Seven valuers and six participants receiving training in laparoscopic surgery, blinded to each other, were recruited by a moderator who ensured fair assessments. Five courses of tasks and assessments were performed every 2 weeks for 3 months (April–June 2020). Tasks such as holding and handling the needle, and surgical and slip knot tying were performed with dry box training on a vaginal stump model. The moderator uploaded performance videos online, viewable by only participants and valuers, which the valuers assessed using a Google form, the Global Rating Scale, and verbalized free comments, including what could and could not be done and three focus areas, as feedback.

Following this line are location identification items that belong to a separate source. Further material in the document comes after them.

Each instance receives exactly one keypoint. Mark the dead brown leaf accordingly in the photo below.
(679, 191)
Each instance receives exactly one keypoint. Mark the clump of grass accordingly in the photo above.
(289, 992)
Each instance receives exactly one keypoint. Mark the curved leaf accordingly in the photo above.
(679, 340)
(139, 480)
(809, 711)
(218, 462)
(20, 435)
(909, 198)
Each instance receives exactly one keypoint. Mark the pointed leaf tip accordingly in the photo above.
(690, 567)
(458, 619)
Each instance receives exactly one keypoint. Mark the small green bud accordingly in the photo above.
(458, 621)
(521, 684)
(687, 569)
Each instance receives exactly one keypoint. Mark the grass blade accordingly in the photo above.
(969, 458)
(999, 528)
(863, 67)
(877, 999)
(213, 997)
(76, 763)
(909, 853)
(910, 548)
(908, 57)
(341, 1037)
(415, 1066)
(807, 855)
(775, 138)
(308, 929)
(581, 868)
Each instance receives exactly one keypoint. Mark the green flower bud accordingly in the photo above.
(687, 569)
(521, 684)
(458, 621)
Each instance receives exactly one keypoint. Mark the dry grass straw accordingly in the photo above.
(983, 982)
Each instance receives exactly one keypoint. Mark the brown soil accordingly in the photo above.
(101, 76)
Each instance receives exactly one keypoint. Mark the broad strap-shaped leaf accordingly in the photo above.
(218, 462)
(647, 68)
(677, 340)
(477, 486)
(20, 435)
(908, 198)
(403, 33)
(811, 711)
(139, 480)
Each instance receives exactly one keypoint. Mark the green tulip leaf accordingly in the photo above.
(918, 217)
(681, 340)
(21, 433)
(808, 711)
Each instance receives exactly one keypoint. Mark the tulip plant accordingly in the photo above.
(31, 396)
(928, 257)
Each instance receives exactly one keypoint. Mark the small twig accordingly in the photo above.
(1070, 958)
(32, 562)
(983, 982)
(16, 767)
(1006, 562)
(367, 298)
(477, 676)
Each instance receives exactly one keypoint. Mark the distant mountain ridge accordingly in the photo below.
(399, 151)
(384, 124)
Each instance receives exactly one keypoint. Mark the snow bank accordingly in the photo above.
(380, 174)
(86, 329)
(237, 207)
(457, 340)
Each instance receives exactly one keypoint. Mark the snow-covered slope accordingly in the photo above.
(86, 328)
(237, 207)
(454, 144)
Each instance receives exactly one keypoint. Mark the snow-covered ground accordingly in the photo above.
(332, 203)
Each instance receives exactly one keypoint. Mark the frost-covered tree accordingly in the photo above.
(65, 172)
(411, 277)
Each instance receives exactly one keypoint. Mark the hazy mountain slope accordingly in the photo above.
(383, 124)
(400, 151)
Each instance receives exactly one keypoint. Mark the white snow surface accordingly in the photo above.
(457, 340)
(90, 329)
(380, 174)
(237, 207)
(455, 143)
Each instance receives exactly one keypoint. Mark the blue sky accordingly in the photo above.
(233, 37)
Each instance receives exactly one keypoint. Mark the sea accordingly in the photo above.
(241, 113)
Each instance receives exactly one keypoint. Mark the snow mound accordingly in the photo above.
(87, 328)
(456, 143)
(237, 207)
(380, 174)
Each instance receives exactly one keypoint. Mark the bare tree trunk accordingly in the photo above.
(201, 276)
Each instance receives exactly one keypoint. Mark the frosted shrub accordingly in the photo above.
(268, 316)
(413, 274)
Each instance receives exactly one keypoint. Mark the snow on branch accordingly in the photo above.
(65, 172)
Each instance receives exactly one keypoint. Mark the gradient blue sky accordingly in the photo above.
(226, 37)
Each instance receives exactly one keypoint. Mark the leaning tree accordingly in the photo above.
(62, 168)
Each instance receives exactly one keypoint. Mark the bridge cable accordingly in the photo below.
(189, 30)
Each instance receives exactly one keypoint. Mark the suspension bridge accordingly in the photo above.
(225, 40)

We classified verbalized free comments into those on holding and handling the needle; pulling and cutting the thread; and general, surgical, and slip knot tying, among others. Most comments addressed surgical or slip knot tying. Valuers provided varying opinions on techniques, but all emphasized understanding the principle by training under direct vision, actively using the non-dominant hand, inter-hand coordination, holding the thread or tissue by the forceps tip, proper length adjustment of the short or long tail, and direction of pulling the thread.
With verbalized assessments, we identified focus areas and issues initially observed in the suturing and knot-tying training; this is a potential index for training and should be introduced as such.